Much has been written about income inequality. You can hardly find a media outlet that has not dealt with the subject recently. In December, 2013, U.S. President Barack Obama called his country's growing income gap "the defining challenge of our time."
Whether the income gap is a problem or a challenge is something for another time. However, the question of whether the income gap is growing, at least in Canada, is something I wish to address here.
In a new study for the Fraser Institute, my colleagues and I examine the measurement of income inequality and how changes in the definition of income or the definition of the income recipient can have a major impact on the results. Indeed – and this is a principal finding of the study – we find that after-tax income inequality for individuals has actually declined over the past three decades for which we have publicly available data.
It is important to explain why differences in income definition and in income recipient matters.
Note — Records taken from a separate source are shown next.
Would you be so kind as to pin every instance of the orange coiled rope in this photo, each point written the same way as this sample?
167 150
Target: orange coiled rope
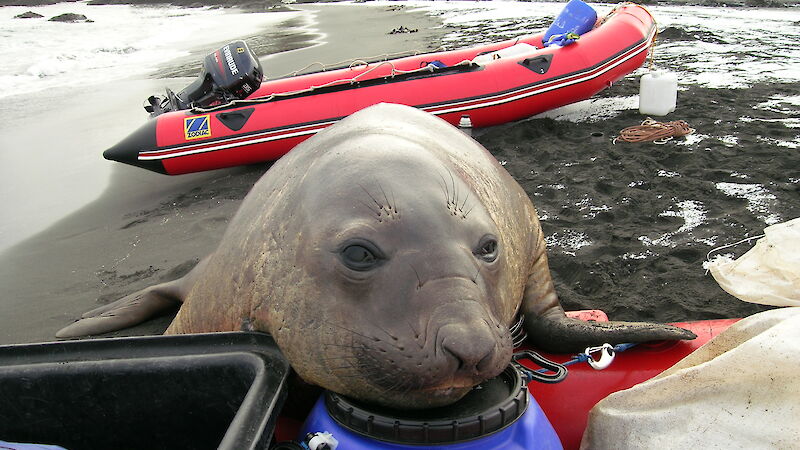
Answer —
651 130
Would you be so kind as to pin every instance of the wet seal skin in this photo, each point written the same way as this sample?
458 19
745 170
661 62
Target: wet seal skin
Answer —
388 256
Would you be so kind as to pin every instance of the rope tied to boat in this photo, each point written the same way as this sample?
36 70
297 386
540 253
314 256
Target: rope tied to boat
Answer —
351 80
657 132
598 358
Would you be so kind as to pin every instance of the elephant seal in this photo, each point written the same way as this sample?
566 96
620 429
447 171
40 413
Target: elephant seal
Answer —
388 256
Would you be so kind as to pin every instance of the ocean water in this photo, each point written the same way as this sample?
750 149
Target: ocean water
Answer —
715 48
70 90
122 41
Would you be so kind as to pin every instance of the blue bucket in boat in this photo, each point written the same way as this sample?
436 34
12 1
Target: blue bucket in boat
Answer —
497 414
576 18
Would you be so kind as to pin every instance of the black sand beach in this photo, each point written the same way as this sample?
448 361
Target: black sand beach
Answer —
618 241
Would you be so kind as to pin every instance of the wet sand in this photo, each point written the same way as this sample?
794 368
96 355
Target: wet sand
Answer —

A great many studies of income inequality focus on "earnings" – the wages and salaries that employed people receive and any net income from small business (non-corporate) enterprises. The problem with earnings is that today we have proportionately more people with zero earnings than was the case three decades ago.
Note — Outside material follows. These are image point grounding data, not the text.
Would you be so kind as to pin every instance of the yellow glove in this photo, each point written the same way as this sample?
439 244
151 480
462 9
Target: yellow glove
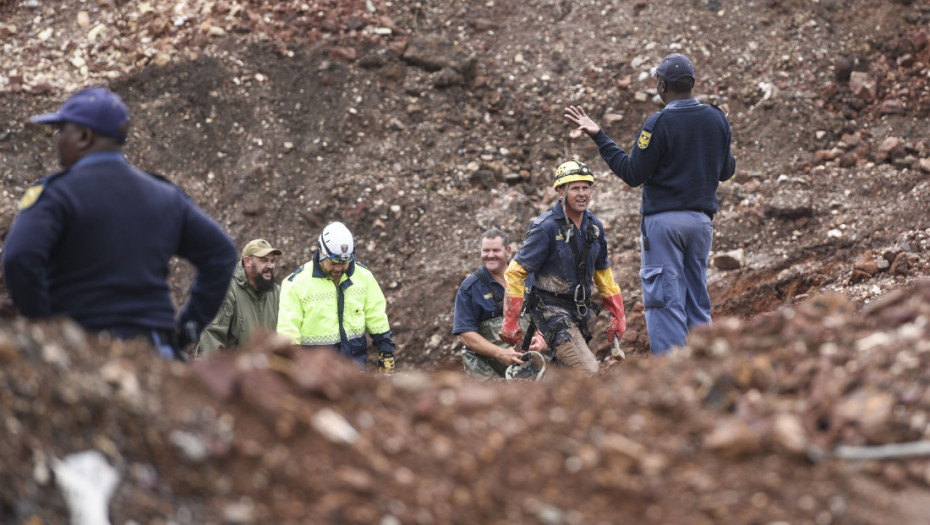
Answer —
385 363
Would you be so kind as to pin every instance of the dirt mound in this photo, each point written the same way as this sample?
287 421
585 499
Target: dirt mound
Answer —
743 426
420 124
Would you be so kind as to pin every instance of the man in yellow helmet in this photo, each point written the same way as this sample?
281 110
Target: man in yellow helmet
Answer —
565 250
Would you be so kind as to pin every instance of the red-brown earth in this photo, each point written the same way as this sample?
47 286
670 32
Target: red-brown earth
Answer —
419 125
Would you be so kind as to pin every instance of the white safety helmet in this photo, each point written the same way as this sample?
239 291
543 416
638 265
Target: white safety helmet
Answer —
336 243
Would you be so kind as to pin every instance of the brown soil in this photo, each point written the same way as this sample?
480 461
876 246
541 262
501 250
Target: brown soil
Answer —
419 125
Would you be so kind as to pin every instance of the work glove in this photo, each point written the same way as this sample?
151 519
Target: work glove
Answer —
385 363
617 326
538 344
510 331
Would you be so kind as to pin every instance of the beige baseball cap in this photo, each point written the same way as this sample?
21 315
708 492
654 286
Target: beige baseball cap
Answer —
259 248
Despite the fact there are more two-earner families, we also have more seniors with no earnings, more students living on their own (with no earnings) and more government transfer (i.e. welfare) recipients with little or no earnings. The more people with zero earnings, the greater the measured level of inequality. As well, the more million-dollar earners (business, sports and entertainment superstars), the greater the measured inequality.
All of this has happened, so we are not surprised to see greater earnings inequality. From 1982 to 2010, earnings inequality rose by 24 per cent using the widely known Gini coefficient as our indicator of inequality.
Further, families are smaller than they were three decades ago and this means, on average, there are fewer people with which to share family income. So, if we define income as after-tax income and then adjust for family size, we get a different picture. The income inequality of economic families has increased by just 10 per cent over the past three decades. And, if we look at individuals (any adult with any income at all) and their after-tax (or disposable) income, we show that inequality has actually declined by 4 per cent over the past three decades, again, using the Gini indicator.
These findings have several implications: First, they show that inequality measurements are quite sensitive to the choice of income recipient and the choice of income definition. Second, they show that looking at individuals rather than families, we find that income inequality has, in fact, declined a bit since the early 1980s – a result confirmed using U.S. data.
Finally, these results suggest that caution is advisable when we look at studies of income inequality. Dramatic differences can be obtained if we change our initial definitions and indicators.
Income inequality is a very complex matter. Substantial social and economic changes have happened over the past few decades and it would be surprising if measured inequality was not impacted as well. The fact, however, is that it has not increased very much – if we look at economic families – or at all, if we look at individual incomes.
Of course, income inequality is not the best measure of how the living standards of Canadians changes. For that, we use the goods and services that people actually consume, which will be the subject of a future Fraser Institute inequality study.